第二条是“绑架是犯法的,太危险了,希望以后尽量不要做这么危险的事情。(虽然因为初衷是为了我们所以昨晚没法当面把这个话讲出口)”。
第三条是“谢谢”。
已经倒在隔壁酒店大床上的元东升心里柔软一片。
放下手机他不觉得又笑了笑,下刻真的倒头就睡死过去。
*
所谓的“明天收工以后”,顾若河是直到第二天的半夜一点才了解具体的含义。
因为这天安排了夜戏。
这摆明了仍是唐司礼看她各种不顺眼的后遗症了,不过顾若河也自觉自己该领受。毕竟她一个要什么没什么的学生,发生屁大点事就直接无视导演的维护和安排直接走人,是个人都不会轻易放过她。
她唯一庆幸的就是白天好好睡了一觉,因此面对坐在唐司礼身边的夏若宽与习蓝时也就格外的内疚——这两人明显又是因为跟她戏份有牵连所以在劳累一天过后还要被拖累着不能去睡觉了。

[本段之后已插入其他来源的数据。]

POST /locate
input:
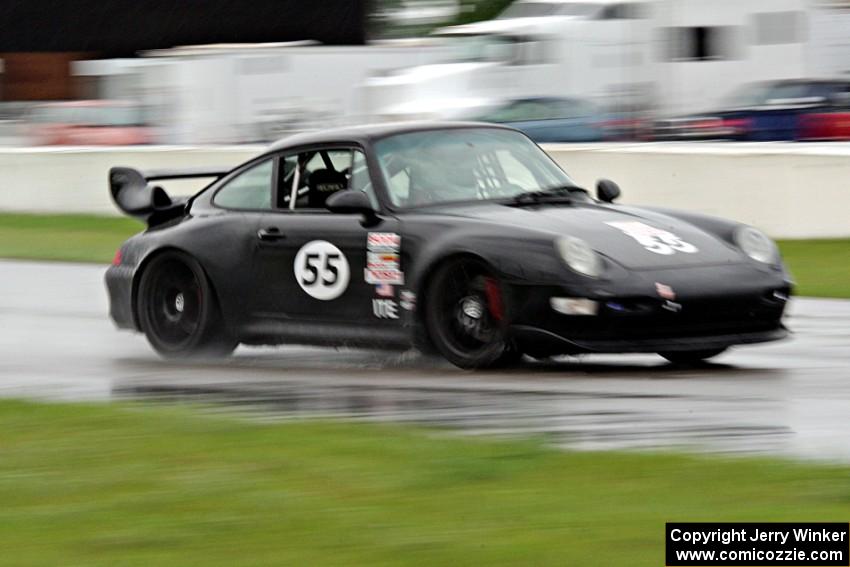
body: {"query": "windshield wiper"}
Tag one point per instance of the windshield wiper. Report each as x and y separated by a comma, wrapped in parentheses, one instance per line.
(558, 194)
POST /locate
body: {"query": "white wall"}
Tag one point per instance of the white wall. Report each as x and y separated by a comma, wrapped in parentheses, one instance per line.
(789, 190)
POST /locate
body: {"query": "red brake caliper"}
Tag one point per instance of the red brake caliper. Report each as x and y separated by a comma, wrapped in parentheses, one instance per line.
(494, 299)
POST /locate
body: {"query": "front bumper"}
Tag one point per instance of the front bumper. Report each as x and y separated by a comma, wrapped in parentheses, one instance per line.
(650, 324)
(119, 286)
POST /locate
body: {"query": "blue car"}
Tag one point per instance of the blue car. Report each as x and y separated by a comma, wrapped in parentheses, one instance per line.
(760, 112)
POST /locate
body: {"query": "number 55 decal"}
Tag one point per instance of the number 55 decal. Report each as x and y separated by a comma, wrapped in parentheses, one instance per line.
(321, 270)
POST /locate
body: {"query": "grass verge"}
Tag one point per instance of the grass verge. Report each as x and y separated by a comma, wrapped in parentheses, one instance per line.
(102, 485)
(821, 267)
(73, 238)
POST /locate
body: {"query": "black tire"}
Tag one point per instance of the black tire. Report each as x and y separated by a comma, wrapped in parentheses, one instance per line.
(178, 311)
(460, 318)
(690, 357)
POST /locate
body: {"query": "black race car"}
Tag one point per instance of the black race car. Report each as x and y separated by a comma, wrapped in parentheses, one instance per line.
(462, 238)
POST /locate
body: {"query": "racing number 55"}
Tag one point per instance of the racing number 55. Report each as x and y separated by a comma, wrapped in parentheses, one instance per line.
(321, 270)
(330, 270)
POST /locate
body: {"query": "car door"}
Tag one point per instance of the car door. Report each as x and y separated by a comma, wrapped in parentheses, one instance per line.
(311, 264)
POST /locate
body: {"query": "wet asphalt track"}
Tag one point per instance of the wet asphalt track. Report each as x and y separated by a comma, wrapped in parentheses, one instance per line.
(789, 398)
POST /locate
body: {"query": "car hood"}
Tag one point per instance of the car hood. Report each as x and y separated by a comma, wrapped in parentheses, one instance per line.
(633, 237)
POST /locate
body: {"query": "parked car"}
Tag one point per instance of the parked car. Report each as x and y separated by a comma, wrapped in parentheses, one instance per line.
(765, 111)
(89, 123)
(547, 119)
(462, 238)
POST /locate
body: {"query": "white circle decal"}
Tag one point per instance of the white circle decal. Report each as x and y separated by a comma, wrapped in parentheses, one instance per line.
(321, 270)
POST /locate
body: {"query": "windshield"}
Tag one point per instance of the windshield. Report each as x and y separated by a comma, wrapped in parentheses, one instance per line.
(90, 115)
(464, 164)
(484, 48)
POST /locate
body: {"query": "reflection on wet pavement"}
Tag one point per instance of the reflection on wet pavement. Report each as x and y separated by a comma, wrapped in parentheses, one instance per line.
(788, 398)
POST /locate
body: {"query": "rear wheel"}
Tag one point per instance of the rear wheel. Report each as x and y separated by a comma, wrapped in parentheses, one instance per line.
(465, 316)
(178, 311)
(691, 356)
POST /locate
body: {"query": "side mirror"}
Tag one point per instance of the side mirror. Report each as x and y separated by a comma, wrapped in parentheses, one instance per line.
(350, 202)
(607, 191)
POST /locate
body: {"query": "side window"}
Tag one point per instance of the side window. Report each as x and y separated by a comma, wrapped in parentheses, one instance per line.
(249, 190)
(360, 180)
(307, 179)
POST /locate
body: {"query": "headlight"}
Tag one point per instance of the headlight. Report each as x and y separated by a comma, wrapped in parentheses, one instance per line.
(756, 244)
(579, 256)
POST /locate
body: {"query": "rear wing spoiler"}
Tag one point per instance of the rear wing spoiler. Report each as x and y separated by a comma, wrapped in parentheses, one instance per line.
(134, 195)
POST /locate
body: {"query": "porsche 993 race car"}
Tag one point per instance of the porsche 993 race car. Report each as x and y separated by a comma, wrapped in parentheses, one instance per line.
(460, 238)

果然她听唐司礼道:“你今天两场戏分别是与他们两人对戏,我们三人看过如果都觉得没问题,就算你过了吧。”
夏若宽与习蓝。
顾若河冷静地想,前者出于交情,后者出于心虚,对她的态度大概是整个剧组最友善的两个人了。
然而因为戏份的交集,也算是被她坑的最惨的两个人。
她没法让被坑的人甘之如饴,至少也要让他们感到往后还能有补救的余地才行。
她大大方方站到几人面前去。
唐司礼忽然道:“需要他们两人跟你对戏吗?”
顾若河摇了摇头。
她不知道一个多月的时间对于别人的改变会有多大。
她也没有自信到认为自己的演技已经有了质的飞跃。
但她至少知道自己这么久以来没有一天睡眠超过五小时的努力绝不是百搭。
她开始念台词。
唐司礼调整了一下坐姿。
她念台词的时候,眼睛盯着夏若宽。旁观的人都能感觉到她的专注,同时也能感觉到她想要竭力掩饰那份专注的微微紧张与羞赧的情绪。

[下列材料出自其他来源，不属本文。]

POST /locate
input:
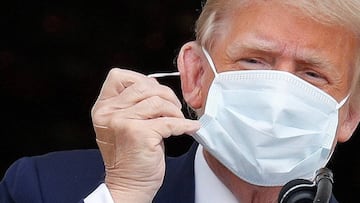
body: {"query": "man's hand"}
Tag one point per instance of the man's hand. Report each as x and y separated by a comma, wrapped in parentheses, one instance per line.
(131, 117)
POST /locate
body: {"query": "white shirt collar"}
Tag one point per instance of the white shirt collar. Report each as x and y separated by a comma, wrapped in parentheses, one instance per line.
(208, 188)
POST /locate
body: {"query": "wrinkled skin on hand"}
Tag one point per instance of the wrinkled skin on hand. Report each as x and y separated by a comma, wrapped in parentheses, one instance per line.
(131, 116)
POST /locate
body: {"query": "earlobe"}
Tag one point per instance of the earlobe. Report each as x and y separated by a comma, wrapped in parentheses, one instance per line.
(191, 71)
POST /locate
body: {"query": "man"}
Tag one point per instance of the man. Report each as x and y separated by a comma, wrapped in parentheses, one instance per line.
(275, 84)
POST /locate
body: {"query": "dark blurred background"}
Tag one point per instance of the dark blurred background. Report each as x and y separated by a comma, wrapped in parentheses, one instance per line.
(54, 56)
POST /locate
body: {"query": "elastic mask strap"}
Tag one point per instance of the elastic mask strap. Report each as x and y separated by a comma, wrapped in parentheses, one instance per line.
(339, 105)
(211, 63)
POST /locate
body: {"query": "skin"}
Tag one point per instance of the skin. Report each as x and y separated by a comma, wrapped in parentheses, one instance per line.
(255, 38)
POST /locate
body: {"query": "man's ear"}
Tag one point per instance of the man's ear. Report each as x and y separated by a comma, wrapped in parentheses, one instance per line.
(350, 122)
(191, 71)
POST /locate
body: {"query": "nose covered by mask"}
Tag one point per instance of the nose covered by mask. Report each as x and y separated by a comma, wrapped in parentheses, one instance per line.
(268, 127)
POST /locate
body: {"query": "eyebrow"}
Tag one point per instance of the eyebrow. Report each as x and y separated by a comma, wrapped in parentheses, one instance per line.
(254, 44)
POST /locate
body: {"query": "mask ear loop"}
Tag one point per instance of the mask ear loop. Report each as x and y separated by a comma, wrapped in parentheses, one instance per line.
(210, 61)
(339, 105)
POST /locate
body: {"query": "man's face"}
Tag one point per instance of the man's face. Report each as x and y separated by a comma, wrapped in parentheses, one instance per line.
(269, 36)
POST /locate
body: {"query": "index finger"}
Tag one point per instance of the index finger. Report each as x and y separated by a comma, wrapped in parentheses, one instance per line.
(117, 80)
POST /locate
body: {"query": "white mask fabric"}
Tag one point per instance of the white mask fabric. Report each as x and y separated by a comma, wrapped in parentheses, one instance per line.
(267, 126)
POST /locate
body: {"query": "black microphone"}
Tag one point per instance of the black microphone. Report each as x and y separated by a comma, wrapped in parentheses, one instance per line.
(305, 191)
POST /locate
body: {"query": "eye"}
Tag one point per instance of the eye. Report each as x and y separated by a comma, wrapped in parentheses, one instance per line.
(253, 64)
(314, 78)
(313, 74)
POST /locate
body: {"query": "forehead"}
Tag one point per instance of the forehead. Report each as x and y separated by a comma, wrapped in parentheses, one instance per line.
(286, 31)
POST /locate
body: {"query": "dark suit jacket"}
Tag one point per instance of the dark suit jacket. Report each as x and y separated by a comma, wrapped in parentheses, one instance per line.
(69, 176)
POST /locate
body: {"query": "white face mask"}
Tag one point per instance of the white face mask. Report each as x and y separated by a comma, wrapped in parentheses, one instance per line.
(268, 127)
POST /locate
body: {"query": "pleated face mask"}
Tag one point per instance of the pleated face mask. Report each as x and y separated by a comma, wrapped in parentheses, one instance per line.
(267, 126)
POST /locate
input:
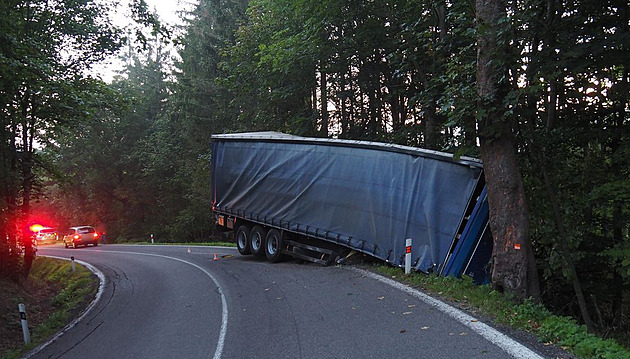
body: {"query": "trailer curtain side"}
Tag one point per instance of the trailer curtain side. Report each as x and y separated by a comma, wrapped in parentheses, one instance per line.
(365, 198)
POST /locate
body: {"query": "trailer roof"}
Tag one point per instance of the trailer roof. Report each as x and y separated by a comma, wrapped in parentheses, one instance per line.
(270, 136)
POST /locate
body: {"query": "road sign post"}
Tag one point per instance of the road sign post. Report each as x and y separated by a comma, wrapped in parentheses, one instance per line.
(408, 256)
(25, 332)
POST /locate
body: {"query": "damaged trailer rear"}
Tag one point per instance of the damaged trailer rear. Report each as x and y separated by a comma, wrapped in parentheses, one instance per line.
(289, 195)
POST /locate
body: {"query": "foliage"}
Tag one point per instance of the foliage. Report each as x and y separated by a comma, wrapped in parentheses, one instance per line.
(132, 156)
(45, 48)
(75, 290)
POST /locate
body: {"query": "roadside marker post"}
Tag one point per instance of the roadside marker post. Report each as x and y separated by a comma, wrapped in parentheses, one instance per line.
(408, 256)
(25, 332)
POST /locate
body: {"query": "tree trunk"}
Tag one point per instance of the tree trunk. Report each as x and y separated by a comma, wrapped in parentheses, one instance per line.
(324, 98)
(513, 266)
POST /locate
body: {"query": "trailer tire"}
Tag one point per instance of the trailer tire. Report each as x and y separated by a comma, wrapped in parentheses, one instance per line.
(242, 239)
(257, 241)
(273, 246)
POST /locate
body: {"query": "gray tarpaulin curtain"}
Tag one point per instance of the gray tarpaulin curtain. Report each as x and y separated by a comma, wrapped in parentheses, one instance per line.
(366, 198)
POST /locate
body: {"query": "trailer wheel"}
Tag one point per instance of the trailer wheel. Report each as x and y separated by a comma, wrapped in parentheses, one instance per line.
(273, 246)
(257, 241)
(242, 240)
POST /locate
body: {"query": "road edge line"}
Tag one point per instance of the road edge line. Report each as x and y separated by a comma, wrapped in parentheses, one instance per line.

她台词从语速,到停顿的地方,再到感情的拿捏,无不让人产生她确实正在真真切切与她求而不得的心上人对话的错觉。
即使事先没有看过台本的人,不知道另一个人究竟讲什么的情形下,也能从她一句句的台词中大致还原那个场景。
这份念台词的功力不能说登峰造极,但放在《夜愿》这部戏里眉意的这个角色里,的确已经到了炉火纯青的地步。
这里面当然有顾若河本身在学校系统学习大半年的功劳,但唐司礼还清楚记得一个月前顾若河在他面前战战兢兢念台词的功底,跟现在不可同日而语。
她进步惊人的快,有天分,更多的则是不断自我督促下的结果。
唐司礼在这短短几句台词间理解了她昨晚那样痛快回答“我会做到”的自信究竟从何而来。
一直到她开口唱歌。
那首《何日君再来》,无论夏若宽还是习蓝都已经听顾若河唱过不知道多少次。
毕竟顾若河进组第一场戏,拍的正是现在这一场,而夏若宽还从中得知了她五音不全的小秘密。
他本来有点不理解为什么又要挑这一场戏的。
直到这时,他与习蓝听到歌声都猛然抬起头。
顾若河唱的不是《何日君再来》,而是另一首他确定自己从没有听过的歌。没听过所以也无从判断顾若河有没有唱走调,但他听了两句,就奇异的把自己带进了江烨华的角色里去。
因为顾若河唱歌的时候一直看着他。
不……是眉意唱歌的时候一直看着他。
眉意看的当然不会是夏若宽,而是江烨华。
所以他不知不觉就变成了江烨华。
他甚至都没有留意到这是第一次他被顾若河甚至在没有正式拍戏、也没有任何交流的情况下带得入了戏。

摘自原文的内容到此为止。